Alternative dimerization interfaces in the glucocorticoid receptor-α ligand binding domain

Background: Nuclear hormone receptors (NRs) constitute a large family of multi-domain ligand-activated transcription factors. Dimerization is essential for their regulation, and both DNA binding domain (DBD) and ligand binding domain (LBD) are implicated in dimerization. Intriguingly, the glucocorticoid receptor-alpha (GR alpha) presents a DBD dimeric architecture similar to that of the homologous estrogen receptor-alpha (ER alpha), but an atypical dimeric architecture for the LBD. The physiological relevance of the proposed GR alpha LBD dimer is a subject of debate. Methods: We analyzed all GR alpha LBD homodimers observed in crystals using an energetic analysis based on the PISA and on the MM/PBSA methods and a sequence conservation analysis, using the ER alpha LBD dimer as a reference point. Results: Several dimeric assemblies were observed for GR alpha LBD. The assembly generally taken to be physiologically relevant showed weak binding free energy and no significant residue conservation at the contact interface, while an alternative homodimer mediated by both helix 9 and C-terminal residues showed significant binding free energy and residue conservation.

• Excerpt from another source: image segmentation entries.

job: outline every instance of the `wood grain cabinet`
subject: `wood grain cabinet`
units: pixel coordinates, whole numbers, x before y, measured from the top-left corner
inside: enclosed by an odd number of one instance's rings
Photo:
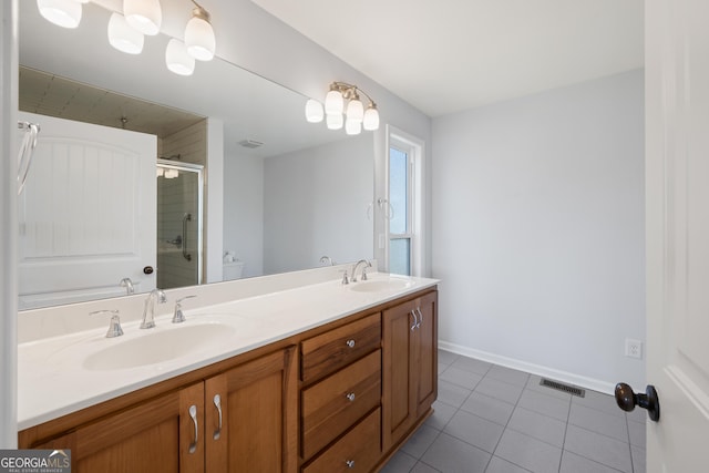
[[[296,368],[289,347],[50,441],[21,432],[20,445],[71,449],[76,473],[295,472]]]
[[[304,340],[301,364],[301,471],[371,471],[381,457],[381,312]]]
[[[382,443],[391,449],[438,395],[438,292],[384,310]]]
[[[432,412],[438,291],[27,429],[74,473],[370,473]]]

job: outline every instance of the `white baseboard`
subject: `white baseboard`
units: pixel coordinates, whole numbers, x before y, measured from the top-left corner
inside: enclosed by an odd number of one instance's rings
[[[476,358],[490,363],[500,364],[514,370],[525,371],[527,373],[536,374],[543,378],[548,378],[554,381],[562,381],[568,384],[574,384],[579,388],[590,389],[593,391],[603,392],[604,394],[612,394],[615,390],[615,384],[602,381],[588,377],[584,377],[576,373],[569,373],[567,371],[561,371],[541,364],[530,363],[527,361],[516,360],[514,358],[502,357],[500,354],[490,353],[487,351],[475,350],[461,345],[450,343],[448,341],[439,340],[439,349],[453,352],[455,354],[462,354],[464,357]]]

However, none of the GR alpha LBD assemblies found in crystals are as stable or conserved as the canonical ER alpha LBD dimer. GR alpha C-terminal sequence (F-domain) forms a steric obstacle to the canonical dimer assembly in all available structures. Conclusions: Our analysis calls for a re-examination of the currently accepted GR alpha homodimer structure and experimental investigations of the alternative architectures. General significance: This work questions the validity of the currently accepted architecture. This has implications for interpreting physiological data and for therapeutic design pertaining to glucocorticoid research.